Types of organisations
You need to be aware of the characteristics of several types of organisation.
Commercial organisations are profit-seeking. They can be sole traders, partnerships,
limited liability partnerships and limited companies. The main advantage of limited
liability partnerships and limited companies is that if the organisation hits hard times
and has to go to liquidation, the owners of the organisation are protected. Creditors
and banks can pursue only the assets which are in the company. Sole traders and
partners, on the other hand, have unlimited liability for all the business’s debts.
The second type of organisation is a not-for-profit organisation. An example of a notfor-
profit organisation could be a charity, such as a charitable hospital. Instead of
producing a profit and loss account, they tend to produce income and expenditure
accounts. Ultimately their income has to exceed their expenditure or they will run out
Public sector organisations are owned by the state either at a national level or at a
local level. Examples could be the defence department, many health services and
educational systems. In some economies other industries or businesses are also
owned by the state.
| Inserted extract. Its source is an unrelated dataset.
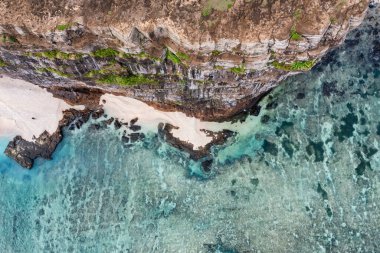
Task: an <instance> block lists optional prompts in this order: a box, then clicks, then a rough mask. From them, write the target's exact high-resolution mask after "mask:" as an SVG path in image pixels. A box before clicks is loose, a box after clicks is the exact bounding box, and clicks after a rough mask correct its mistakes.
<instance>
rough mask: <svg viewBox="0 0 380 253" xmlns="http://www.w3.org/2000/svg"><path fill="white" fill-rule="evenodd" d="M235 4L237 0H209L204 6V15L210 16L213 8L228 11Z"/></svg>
mask: <svg viewBox="0 0 380 253" xmlns="http://www.w3.org/2000/svg"><path fill="white" fill-rule="evenodd" d="M234 4H235V0H208V1H207V2H206V3H205V5H204V6H203V8H202V11H201V14H202V17H208V16H210V15H211V14H212V12H213V10H217V11H227V10H229V9H231V8H232V7H233V6H234Z"/></svg>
For example, many national airlines are state-owned.
Non-governmental organisations tend to be not-for-profit organisations but with an
international brief. Many United Nations organisations will fall into this category.
Co-operatives are owned by the people who work in the organisation. Some farmers,
for example, set up co-operatives to market their products more effectively than they
could on their own. Usually they seek some sort of profit, but the ownership is shared
widely amongst the people who are working in the organisation.